Most of the country recognizes Rather’s familiar face on the “CBS Evening News,” but many Houstonians still do not know that he began his famous career in nearby Huntsville as an Associated Press reporter, later becoming a reporter for the Houston Chronicle in the mid-1950s and news director for KHOU-TV, the CBS affiliate in Houston, prior to joining CBS News. During his 35 years with CBS News, he covered the death of President John F. Kennedy in Dallas, every U.S. president from Dwight D. Eisenhower to Bill Clinton and virtually every major international leader of the past three decades. Rather has co-edited “60 Minutes,” anchored and reported for “48 Hours” and, since 1981, served as anchor and managing editor of the “CBS Evening News.”
From a professional perspective, Rather believes that, over the past near-decade, Houston has become “more, much more, of an international center – more diverse in its people and its appeal, more global in its outlook than ever before.” Part of the reason for this, he suggests, is “Houston’s move away from its great dependence (some might say over-dependence) on oil, aerospace and agriculture.” According to Rather, the “hallmark of its character, its signature, has remained a civic and business attitude that says: “Can do.”” Houston’s “can do” attitude remains an almost stubborn constant, through boom or bust.
And Rather remains a true Texan at heart. A Saturday afternoon might find him having lunch at his niece’s café and bakery, Rather Sweet, on Main Street just behind a little garden in Fredericksburg. – J.R.M.
Mary Lou Retton
Olympic gold-medal gymnast
If you were a little girl in the ’80s, chances are you idolized Mary Lou Retton. She was the quintessential “sweetheart” of gymnastics, a fireball of a little girl from Houston who won gold in the 1984 Olympics and, along the way, the hearts of millions throughout the world.

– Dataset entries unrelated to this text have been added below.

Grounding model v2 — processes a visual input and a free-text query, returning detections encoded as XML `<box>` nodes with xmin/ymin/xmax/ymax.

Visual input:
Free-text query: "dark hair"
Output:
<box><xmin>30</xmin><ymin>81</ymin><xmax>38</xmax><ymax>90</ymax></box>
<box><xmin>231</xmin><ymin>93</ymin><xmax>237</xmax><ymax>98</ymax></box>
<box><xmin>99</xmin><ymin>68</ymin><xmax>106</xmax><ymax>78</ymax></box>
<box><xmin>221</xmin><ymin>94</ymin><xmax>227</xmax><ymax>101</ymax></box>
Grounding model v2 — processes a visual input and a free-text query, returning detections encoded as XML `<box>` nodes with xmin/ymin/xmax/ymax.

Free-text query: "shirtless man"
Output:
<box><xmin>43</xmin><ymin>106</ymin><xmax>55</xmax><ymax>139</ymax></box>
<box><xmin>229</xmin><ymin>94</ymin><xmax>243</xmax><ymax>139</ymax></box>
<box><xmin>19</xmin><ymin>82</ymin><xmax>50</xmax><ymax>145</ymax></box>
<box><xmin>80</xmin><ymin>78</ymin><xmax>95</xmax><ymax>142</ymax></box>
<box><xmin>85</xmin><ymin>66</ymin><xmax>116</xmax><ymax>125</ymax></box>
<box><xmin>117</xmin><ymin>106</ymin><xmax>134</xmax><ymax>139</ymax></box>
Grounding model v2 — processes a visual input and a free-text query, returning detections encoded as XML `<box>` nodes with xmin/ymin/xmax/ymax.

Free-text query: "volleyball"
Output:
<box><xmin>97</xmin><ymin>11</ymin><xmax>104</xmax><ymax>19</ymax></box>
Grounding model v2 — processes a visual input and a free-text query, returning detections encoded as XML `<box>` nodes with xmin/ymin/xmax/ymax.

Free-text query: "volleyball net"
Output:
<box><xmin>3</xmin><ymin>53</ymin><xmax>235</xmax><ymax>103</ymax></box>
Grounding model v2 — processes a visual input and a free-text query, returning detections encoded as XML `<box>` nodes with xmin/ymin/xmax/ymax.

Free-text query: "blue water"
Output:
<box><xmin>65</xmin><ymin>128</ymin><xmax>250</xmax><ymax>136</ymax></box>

Retton, now 34, came to our city when she was 14 to train with famed women’s gymnastics coach Bela Karolyi and never left. After stealing our hearts at the Los Angeles games, she returned to Houston to find that she had lost hers. She had fallen in love. Retton married Shannon Kelley, and the couple settled here in her adopted city. “I had to stay here, and I just love it,” she says. “I really call Houston home.”
She recalls returning to Houston following her triumph at the Olympics. Fans came out from all over to welcome the champion home. “The city pretty much adopted me,” she says.
Retton is proud to be a Houstonian. She staunchly supports the city’s “commitment to downtown revitalization and the arts” and is pleased to see “great strides in improving our transportation through HOV lanes and rail.”
Quick and witty, nothing gets past this little lady, especially her four little girls. “It’s crazy! They’re so much fun, with so much energy,” she says. Shayla, 7, McKenna, 5, Skyla, 2, and Emma, 4 months, give Retton a true sense of worth. “I love my girls. As a mother, it is the most important job to raise strong, independent ladies, and I feel so blessed to have them.”
Beyond being active in her church and with her children, as well as volunteering as a host for the Children’s Miracle Network, Retton has launched a children’s television program on PBS. “Mary Lou’s Flip-Flop Shop” offers children a live role model on the Saturday morning lineup as an alternative to the multitude of animated characters. “As a mother, I was concerned with what is out there,” she says. Her mission is to “encourage children to make healthy lifestyle choices, both physically and emotionally.” She says it was extremely important to her that the program be produced in Houston, drawing all of its talent for the show from the Bayou City.
A true ambassador to the world, Retton continues to strive for gold, and Houston is the better for it.